Ich ärgere mich über solch einen Satz nur noch bedingt – mich spornt er an, meinem Gegenüber ganz einfach zu zeigen: “…und deswegen machen wir es jetzt mal ganz anders, weil es uns nicht sonderlich weit gebracht hat.”
Es gibt so ein Mythos, der besagt, dass innovative Köpfe innovativ geboren werden und wenn du nicht dazu gehörst, hast du einfach Pech gehabt. Ich sage: Nein! Definitiv nicht! Ich bin der festen Überzeugung, dass innovativ zu sein eine Gabe ist, die wir geschenkt bekommen – aber die wir auch zumindest teilweise erlernen können. Sicherlich ist ein gewisses Grundtalent nicht von schlechten Eltern. Und dennoch glaube ich aber, dass wir vieles lernen können, was Innovation angeht. Allen voran können wir über unsere Haltung und unsere Einstellung zu Innovation selbst entscheiden.
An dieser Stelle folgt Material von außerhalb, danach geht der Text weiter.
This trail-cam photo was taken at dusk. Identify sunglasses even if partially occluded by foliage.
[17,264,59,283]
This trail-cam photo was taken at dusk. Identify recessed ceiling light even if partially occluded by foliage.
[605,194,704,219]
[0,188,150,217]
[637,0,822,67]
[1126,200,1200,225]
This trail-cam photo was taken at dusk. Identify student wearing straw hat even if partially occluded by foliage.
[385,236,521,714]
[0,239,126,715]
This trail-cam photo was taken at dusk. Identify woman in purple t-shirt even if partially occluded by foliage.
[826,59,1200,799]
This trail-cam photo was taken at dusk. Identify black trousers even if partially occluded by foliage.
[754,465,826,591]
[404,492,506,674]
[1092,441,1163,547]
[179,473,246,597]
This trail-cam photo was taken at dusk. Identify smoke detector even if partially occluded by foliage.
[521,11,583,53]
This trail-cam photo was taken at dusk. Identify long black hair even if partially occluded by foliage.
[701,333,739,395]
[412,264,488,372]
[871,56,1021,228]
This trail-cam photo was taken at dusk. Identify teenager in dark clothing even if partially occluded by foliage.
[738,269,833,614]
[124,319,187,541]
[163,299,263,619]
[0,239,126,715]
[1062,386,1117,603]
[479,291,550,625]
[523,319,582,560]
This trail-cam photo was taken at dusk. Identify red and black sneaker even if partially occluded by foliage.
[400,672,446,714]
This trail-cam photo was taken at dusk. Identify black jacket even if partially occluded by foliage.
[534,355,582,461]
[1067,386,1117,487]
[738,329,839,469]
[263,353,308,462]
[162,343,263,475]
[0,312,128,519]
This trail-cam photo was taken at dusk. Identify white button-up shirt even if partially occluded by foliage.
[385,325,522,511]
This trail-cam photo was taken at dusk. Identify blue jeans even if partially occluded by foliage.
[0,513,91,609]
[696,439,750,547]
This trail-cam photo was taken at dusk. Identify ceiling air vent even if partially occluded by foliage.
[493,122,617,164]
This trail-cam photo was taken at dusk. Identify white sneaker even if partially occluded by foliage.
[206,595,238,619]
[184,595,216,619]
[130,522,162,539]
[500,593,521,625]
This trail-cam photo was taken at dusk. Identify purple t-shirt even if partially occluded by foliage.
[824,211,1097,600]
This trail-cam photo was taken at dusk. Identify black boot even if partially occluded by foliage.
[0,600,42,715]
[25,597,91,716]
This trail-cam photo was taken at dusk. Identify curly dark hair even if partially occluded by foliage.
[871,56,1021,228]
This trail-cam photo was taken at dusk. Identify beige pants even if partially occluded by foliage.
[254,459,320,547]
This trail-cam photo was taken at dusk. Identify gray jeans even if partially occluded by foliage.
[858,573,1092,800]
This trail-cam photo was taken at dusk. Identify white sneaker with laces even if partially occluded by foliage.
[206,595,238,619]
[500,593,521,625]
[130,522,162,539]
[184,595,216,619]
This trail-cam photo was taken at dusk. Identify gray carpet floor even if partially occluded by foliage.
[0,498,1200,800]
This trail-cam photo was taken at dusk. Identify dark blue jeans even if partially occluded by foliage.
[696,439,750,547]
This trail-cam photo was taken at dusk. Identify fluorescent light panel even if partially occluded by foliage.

Dieser Artikel soll dir ein paar Gedankenanregungen geben, wie du innovativer werden kannst und wie du in deiner Gemeinde Innovation noch mehr den Boden bereiten kannst, als du es ohnehin schon tust. Vielleicht musst du in diesem Kontext gar nicht selbst der Innovator an sich sein, sondern bereitest anderen innovativen Köpfen in deiner Gemeinde den Weg. Das wird euch einen richtigen Schub nach vorne geben.
Leaders are readers
Dieser Grundsatz gilt für Leiter. Klar. “Leiter sind Lesende”. Definitiv. Aber ich würde sagen: Das gilt auch für Menschen, die innovativ sind. Sie lesen, lesen, lesen – weil dadurch ihr “think tank” immer mehr angefüllt wird. Und sie lesen nicht nur Fachliteratur – sondern kreuz und quer alles, was ihnen in die Finger kommt.
Blogartikel, Fachmagazine, Ratgeber, Sachbücher, Romane, den kicker – whatever. Ich glaube, es ist eine unterschätzte Grundfertigkeit: Lesen! Aber nicht das Lesen alleine ist es, was einen Menschen zur Innovation treibt, sondern wie er liest.
Ich entdecke mich immer wieder dabei, wie ich schon beim Lesen in Gedanken das Rad weiterspinne, die Geschichte weiter entwickle oder mich frage, wieso hier nicht etwas anderes steht. Und selbst wenn ich den “kicker” lese, beginne ich im Kopf nach Parallelen zur Gemeindearbeit zu suchen und was mich von dem, was ich da lese, jetzt inspirieren kann, meine Gemeinde noch besser werden zu lassen.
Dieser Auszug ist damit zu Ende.